No momento, a causa no atestado de óbito é insuficiência respiratória, mas a família acredita que pode ter sido o coronavírus, devido aos sintomas característicos e do avanço rápido da doença. “Os exames foram feitos pós-morte, mas os resultados finais ainda não saíram. Por amizade, conseguimos pedir ao poder público municipal que solicitasse os exames pois, a princípio, eles nem seriam feitos”, denunciou Vladmir.

Marcus foi sepultado ainda na madrugada de terça para quarta-feira, sem direito a velório. O Instituto Médico Legal (IML) pressionou a família para que o sepultamento fosse rapidamente realizado, devido ao risco de ser Covid-19. “Só duas pessoas puderam acompanhar o sepultamento, mesmo assim à distância. No local reservado para os casos de coronavírus não tem nem luz elétrica e não podiam esperar amanhecer. A irmã dele e o marido dela iluminaram de longe, com a lanterna dos celulares”, disse Vladmir.

A não possibilidade de ser feita as devidas despedidas atenuou a dor da família. “Essa foi a sensação mais louca que eu vivi na minha vida até hoje. A forma como tudo aconteceu e a pandemia que estamos vivenciado torna mais doloroso”, disse o ator Marcos Barretto.
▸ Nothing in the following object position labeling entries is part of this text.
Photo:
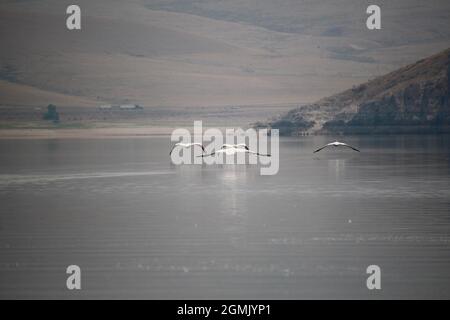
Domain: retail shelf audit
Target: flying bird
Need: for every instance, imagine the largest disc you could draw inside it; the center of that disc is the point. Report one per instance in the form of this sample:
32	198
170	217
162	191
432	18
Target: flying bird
336	144
186	145
233	149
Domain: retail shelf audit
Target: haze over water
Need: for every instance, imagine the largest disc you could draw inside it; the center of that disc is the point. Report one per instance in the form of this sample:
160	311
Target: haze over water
140	227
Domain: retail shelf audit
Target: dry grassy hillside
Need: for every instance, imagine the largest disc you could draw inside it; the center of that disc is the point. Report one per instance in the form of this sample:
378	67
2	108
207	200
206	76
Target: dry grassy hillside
214	53
413	96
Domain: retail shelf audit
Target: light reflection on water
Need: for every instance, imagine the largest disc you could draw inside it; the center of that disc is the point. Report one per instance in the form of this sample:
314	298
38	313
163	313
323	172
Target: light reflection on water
141	227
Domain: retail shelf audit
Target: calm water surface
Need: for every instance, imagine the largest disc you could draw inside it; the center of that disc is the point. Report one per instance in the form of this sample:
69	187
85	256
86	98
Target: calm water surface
140	227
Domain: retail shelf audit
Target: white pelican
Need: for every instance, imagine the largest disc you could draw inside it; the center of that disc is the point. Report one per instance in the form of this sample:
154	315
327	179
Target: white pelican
186	145
336	144
233	149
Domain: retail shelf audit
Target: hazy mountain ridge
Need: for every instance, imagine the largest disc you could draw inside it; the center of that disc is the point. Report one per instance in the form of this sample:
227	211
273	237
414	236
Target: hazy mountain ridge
414	98
206	53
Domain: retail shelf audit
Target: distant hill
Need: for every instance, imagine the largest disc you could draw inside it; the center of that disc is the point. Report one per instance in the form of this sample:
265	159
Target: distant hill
206	53
412	99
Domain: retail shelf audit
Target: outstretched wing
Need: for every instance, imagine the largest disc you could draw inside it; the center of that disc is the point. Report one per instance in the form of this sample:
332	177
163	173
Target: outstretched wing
346	145
321	148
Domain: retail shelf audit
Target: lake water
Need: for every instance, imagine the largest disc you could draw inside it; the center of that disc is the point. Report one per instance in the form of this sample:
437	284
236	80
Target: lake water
140	227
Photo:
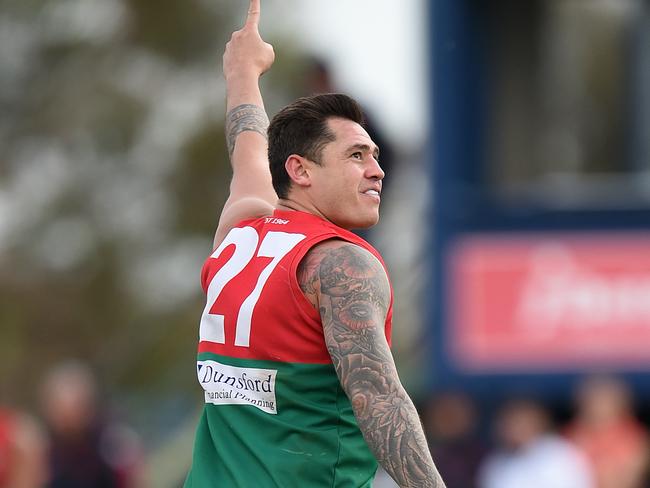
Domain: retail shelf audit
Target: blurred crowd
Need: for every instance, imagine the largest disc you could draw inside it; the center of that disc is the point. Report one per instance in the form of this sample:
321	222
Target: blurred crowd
71	442
602	444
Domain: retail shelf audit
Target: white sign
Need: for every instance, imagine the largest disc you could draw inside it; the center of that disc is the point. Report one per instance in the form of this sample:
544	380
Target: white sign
231	385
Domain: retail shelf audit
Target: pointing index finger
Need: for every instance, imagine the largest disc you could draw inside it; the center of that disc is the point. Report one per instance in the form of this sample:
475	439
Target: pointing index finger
254	10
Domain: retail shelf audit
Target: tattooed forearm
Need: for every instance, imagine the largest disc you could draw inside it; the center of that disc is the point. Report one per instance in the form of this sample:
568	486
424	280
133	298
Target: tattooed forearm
353	296
242	118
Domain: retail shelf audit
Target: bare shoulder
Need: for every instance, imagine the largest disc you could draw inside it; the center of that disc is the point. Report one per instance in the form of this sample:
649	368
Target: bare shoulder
341	269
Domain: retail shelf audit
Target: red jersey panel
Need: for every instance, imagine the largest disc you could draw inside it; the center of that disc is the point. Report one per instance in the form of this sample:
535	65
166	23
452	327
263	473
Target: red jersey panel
255	308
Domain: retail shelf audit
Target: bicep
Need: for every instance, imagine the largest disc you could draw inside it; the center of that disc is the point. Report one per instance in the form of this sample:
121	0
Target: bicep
353	300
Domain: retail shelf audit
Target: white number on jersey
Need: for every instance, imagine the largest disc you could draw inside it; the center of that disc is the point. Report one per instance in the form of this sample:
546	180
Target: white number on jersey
275	245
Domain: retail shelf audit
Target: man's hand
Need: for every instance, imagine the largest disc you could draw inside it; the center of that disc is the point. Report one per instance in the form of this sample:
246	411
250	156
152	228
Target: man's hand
246	58
247	55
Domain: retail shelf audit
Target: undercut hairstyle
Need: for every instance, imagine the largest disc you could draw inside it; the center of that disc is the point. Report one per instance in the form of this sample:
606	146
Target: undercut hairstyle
301	128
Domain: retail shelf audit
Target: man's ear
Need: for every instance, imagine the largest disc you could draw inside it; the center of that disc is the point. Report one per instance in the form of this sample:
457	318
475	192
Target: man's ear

“É muito difícil não poder passar pelos ritos que, quando nada, ajudam a aceitarmos os fatos. Eu e Marcos não pudemos ir, pois com rodoviária e aeroporto fechados, só nos restava ir de carro, mas levaríamos mais de oito horas para chegar. Não daria tempo”, lamentou George Vladimir.

A reportagem procurou o abrigo em que Marcus Peixoto estava e a Secretaria de Saúde da Bahia (Sesab). Questionamos se o procedimento adotado pelo SAMU foi correto, mas não obtivemos retorno até o momento.

Marcos Barreto é o ator que atualmente dá vida à crítica de teatro Vânia Leão, na peça A Bofetada, que estava em cartaz no Teatro ISBA quando teve que ser cancelada devido à pandemia causada pelo novo coronavírus.